Quesako ? Vous comprenez quelque chose ? Ou encore : «Pour les parcours les plus compliqués, il sera proposé de désigner des référents sur le modèle des gestionnaires de cas complexes qui ont fait leurs preuves dans d’autres domaines. Ces référents pourraient être employés par des services d’accompagnement médico-social pour adultes handicapés ou par des centres ressources handicaps psychiques. Enfin, les publics spécifiques aux parcours parfois tumultueux (précaires, détenus, personnes âgées, personnes handicapées, adolescents…) feront l’objet de propositions particulières.» Et ce n’est pas tout : «S’assurer que la population dispose d’un "panier de services disponibles" sur l’ensemble du territoire en termes d’accès aux soins de proximité, de méthodes éprouvées, de continuité de prise en charge sans rupture et d’accès à des soins plus spécialisés sur un territoire de recours.»
Soyons honnête, il y a quelques idées, avec ce constat que «le taux de chômage des personnes en situation de handicap est de 24%». Et le rapport rappelle que «la question des droits des usagers est certainement un peu plus sensible dans le domaine de la santé mentale». Mais aussi la question urgente du logement.

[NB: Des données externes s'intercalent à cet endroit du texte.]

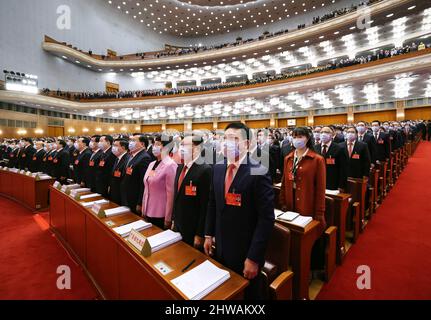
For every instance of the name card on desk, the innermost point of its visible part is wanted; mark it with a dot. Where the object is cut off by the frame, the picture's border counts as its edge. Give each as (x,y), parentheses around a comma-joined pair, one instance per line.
(140,243)
(57,185)
(112,212)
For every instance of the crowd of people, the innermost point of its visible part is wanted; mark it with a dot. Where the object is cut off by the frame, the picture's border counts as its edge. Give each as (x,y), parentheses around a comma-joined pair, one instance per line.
(208,185)
(239,41)
(342,63)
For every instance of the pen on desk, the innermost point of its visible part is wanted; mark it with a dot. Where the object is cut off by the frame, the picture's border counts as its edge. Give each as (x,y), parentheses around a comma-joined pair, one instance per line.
(188,266)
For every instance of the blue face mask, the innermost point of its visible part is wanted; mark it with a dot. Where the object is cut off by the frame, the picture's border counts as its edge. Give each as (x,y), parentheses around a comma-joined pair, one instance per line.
(231,149)
(299,143)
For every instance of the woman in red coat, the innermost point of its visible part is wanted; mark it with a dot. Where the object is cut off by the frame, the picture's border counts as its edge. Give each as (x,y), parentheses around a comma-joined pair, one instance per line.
(304,182)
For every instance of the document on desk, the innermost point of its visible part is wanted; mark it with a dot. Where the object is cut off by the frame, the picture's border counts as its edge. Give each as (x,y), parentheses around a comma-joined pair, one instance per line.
(285,216)
(332,192)
(91,203)
(125,230)
(89,196)
(163,239)
(116,211)
(201,281)
(301,221)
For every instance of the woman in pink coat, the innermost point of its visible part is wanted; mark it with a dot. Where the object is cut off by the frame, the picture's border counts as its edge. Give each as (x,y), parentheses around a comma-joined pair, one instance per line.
(157,202)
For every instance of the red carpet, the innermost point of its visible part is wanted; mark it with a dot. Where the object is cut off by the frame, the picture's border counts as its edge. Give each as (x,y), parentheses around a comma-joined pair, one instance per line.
(29,257)
(396,244)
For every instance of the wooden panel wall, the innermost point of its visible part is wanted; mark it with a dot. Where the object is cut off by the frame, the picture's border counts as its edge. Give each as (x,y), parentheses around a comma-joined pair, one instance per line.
(332,119)
(151,128)
(389,115)
(256,124)
(423,113)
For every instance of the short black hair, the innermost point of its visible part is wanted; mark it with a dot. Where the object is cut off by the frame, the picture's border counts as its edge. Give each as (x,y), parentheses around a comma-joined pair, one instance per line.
(109,139)
(245,131)
(164,139)
(85,140)
(142,139)
(62,143)
(96,137)
(305,132)
(124,143)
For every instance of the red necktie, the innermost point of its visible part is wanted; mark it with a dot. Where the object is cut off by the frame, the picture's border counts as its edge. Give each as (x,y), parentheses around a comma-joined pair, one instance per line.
(181,178)
(229,178)
(350,149)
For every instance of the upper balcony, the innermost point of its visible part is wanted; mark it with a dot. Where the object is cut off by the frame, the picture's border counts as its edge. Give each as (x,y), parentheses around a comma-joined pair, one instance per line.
(331,29)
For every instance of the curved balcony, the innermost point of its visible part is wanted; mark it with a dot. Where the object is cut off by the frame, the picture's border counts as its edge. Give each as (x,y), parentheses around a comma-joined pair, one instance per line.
(257,48)
(415,62)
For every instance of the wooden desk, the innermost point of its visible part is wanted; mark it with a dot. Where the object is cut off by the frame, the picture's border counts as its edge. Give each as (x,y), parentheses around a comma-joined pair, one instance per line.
(117,270)
(31,193)
(302,241)
(341,207)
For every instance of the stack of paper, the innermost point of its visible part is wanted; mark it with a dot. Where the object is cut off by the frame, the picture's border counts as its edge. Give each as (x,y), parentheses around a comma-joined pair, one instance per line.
(75,192)
(125,230)
(163,239)
(116,211)
(88,196)
(201,281)
(286,216)
(332,192)
(301,221)
(90,203)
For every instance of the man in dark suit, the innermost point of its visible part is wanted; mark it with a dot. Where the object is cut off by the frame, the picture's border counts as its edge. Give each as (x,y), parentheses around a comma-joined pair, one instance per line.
(37,159)
(26,155)
(120,151)
(240,211)
(335,159)
(13,155)
(80,166)
(60,163)
(106,163)
(192,186)
(359,162)
(382,148)
(368,138)
(132,186)
(93,163)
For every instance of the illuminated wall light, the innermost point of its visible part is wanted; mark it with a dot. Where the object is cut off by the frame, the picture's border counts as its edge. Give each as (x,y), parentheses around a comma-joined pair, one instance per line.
(371,91)
(399,30)
(372,35)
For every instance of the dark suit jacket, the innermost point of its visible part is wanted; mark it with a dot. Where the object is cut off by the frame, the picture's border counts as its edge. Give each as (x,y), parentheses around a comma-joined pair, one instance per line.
(336,169)
(80,166)
(382,147)
(241,232)
(93,164)
(357,168)
(189,212)
(371,142)
(36,161)
(60,165)
(115,182)
(13,158)
(104,172)
(25,157)
(132,186)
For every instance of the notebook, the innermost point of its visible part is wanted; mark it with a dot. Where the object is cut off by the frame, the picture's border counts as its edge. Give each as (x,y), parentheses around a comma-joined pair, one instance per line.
(116,211)
(88,196)
(332,192)
(125,230)
(163,239)
(301,221)
(285,216)
(201,280)
(90,203)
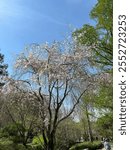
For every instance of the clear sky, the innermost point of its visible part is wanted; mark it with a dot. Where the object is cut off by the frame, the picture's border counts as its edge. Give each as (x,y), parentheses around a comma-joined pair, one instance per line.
(23,22)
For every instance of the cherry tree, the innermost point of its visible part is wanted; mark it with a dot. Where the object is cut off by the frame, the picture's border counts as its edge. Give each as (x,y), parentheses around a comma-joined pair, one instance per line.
(57,76)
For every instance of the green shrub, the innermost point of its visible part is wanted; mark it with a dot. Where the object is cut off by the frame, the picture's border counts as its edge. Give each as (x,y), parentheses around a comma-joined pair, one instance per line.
(90,145)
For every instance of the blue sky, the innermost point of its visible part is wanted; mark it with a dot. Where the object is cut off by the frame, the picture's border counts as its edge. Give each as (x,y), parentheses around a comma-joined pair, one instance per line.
(23,22)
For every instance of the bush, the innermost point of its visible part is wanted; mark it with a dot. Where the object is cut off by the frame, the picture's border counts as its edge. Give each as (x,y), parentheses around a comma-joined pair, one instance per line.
(89,145)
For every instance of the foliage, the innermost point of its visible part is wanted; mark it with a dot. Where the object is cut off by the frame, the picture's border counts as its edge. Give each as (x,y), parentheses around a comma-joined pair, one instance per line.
(3,70)
(100,35)
(89,145)
(68,133)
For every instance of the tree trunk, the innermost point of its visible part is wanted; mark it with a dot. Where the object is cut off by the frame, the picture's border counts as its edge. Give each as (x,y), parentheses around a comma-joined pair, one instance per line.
(89,127)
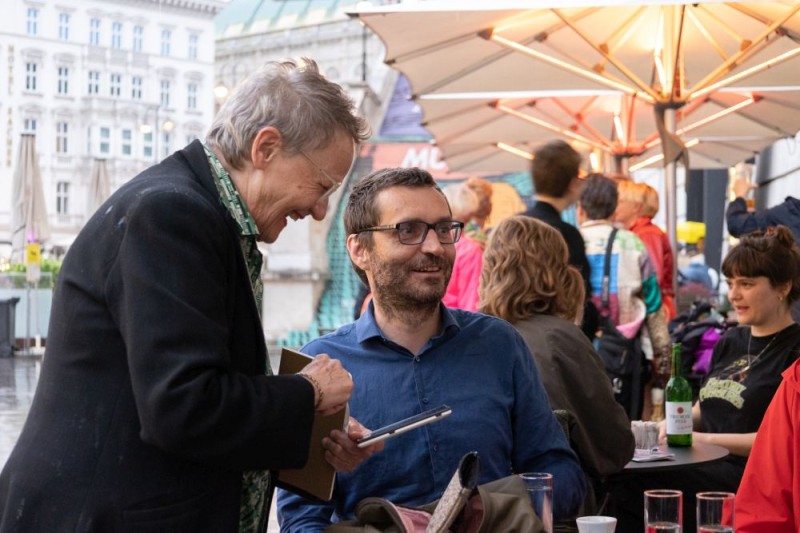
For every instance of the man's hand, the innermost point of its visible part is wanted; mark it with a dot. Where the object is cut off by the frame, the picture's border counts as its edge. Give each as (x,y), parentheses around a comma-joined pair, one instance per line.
(742,186)
(341,450)
(333,385)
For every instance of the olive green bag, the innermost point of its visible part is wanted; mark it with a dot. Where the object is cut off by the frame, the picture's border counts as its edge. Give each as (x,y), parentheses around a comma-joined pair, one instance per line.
(501,505)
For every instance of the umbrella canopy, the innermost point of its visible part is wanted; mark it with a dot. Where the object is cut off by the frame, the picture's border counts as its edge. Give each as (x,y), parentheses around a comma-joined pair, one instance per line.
(99,185)
(680,56)
(600,74)
(28,211)
(608,126)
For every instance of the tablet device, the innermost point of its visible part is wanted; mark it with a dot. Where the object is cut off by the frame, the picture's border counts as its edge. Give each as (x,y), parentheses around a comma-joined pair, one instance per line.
(404,425)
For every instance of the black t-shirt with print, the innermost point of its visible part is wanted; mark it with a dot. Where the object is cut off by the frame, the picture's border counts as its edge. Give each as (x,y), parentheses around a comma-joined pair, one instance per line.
(738,389)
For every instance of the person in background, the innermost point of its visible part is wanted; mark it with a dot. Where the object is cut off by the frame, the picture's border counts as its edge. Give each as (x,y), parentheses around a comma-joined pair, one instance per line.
(462,291)
(768,499)
(636,206)
(155,409)
(740,220)
(763,274)
(527,280)
(557,185)
(634,297)
(409,353)
(475,228)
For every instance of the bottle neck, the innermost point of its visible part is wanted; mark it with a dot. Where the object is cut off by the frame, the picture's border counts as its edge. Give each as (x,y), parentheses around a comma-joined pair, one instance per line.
(676,362)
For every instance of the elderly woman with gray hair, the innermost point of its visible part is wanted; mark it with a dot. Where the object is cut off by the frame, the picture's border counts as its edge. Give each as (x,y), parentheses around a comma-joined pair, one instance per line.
(155,409)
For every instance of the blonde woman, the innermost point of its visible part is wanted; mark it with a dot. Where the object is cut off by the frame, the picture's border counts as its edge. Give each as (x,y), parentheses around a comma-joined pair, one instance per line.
(527,280)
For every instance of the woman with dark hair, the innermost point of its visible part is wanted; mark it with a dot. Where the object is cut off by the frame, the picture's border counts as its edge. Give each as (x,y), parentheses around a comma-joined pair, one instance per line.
(763,275)
(528,281)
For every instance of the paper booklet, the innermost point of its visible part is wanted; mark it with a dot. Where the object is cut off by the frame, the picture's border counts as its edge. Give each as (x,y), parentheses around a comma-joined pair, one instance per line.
(317,477)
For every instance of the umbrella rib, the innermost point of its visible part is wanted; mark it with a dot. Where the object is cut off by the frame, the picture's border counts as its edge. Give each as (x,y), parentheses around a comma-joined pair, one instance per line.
(463,72)
(704,31)
(546,125)
(535,54)
(452,114)
(745,53)
(430,48)
(697,93)
(605,53)
(578,117)
(469,128)
(760,18)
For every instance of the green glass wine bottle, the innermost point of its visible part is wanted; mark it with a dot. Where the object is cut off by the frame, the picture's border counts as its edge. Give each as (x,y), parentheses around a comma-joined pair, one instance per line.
(678,404)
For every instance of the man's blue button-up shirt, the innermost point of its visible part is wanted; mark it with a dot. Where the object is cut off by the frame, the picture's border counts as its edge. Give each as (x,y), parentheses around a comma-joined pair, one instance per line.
(479,366)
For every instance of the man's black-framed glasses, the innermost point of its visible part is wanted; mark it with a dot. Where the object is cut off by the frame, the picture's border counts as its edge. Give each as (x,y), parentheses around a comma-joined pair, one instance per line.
(415,231)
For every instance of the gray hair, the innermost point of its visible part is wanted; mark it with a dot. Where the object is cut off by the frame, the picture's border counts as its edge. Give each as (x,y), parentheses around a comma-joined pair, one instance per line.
(293,97)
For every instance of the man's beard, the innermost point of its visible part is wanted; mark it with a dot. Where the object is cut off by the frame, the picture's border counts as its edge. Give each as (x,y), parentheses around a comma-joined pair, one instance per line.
(398,294)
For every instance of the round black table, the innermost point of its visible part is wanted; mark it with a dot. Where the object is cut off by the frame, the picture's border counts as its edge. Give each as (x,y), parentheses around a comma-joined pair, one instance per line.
(684,457)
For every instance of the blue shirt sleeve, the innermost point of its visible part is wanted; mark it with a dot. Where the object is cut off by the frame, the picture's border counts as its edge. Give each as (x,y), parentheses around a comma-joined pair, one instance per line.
(539,438)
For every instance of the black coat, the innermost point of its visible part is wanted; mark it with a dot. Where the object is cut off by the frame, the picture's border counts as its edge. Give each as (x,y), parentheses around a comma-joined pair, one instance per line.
(152,397)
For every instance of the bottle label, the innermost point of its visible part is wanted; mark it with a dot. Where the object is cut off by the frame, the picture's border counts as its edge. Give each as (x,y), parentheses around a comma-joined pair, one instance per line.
(679,418)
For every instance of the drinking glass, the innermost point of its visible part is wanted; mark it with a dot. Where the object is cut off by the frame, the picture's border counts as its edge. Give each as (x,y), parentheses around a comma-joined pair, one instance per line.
(540,491)
(596,524)
(715,512)
(663,511)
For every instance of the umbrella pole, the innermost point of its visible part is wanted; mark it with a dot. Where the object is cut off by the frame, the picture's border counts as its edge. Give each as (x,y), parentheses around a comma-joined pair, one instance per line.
(26,345)
(671,177)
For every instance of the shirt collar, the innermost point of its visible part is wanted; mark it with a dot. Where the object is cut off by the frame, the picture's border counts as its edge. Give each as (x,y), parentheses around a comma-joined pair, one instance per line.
(229,196)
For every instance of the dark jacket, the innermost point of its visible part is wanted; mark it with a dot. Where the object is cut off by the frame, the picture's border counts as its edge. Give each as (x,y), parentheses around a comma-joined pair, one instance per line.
(152,396)
(576,380)
(577,257)
(786,213)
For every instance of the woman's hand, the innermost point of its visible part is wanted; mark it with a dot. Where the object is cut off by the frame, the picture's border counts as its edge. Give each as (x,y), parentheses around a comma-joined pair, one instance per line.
(341,450)
(333,385)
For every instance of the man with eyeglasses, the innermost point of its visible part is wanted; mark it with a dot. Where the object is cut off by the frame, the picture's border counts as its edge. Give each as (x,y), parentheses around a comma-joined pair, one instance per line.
(409,353)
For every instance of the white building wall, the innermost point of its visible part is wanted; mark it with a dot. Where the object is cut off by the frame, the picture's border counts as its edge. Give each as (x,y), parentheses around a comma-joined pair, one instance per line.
(108,123)
(297,263)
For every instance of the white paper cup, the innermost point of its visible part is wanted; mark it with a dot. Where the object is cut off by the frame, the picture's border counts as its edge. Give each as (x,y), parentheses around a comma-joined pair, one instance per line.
(596,524)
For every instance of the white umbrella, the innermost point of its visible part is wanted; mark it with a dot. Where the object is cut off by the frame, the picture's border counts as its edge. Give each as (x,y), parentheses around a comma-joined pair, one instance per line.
(99,185)
(28,212)
(671,56)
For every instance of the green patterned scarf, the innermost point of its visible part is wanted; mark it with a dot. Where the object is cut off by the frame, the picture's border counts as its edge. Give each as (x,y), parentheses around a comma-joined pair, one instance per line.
(256,486)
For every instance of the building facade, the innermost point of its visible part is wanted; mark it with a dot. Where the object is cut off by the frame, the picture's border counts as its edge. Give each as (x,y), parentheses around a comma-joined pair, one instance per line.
(250,33)
(125,81)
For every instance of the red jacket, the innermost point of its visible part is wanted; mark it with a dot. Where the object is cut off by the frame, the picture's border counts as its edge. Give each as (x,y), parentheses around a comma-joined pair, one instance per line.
(660,252)
(768,500)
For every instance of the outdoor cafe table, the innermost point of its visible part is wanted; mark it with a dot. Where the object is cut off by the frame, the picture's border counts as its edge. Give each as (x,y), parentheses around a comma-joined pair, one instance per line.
(685,457)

«Le cauchemar gestionnaire»
Pour le reste… Lisons simplement la conclusion : «Ces éléments pourraient utilement trouver une traduction opérationnelle dans un texte de nature réglementaire, qui devra être élaboré en lien avec les professionnels, qui contiendrait la feuille de route pour les agences régionales de santé en matière d’organisation territoriale de la santé mentale (objectifs et outils), mais aussi l’ensemble des propositions relatives aux trois thématiques de la mission (organisation territoriale/parcours, métiers/formations, citoyenneté/droits des usagers).»
«Mais quelle grossièreté, de parler ainsi», s’étonnait un des organisateurs du colloque. Ce n’est pas «la nuit gestionnaire», cela devient «le cauchemar… gestionnaire».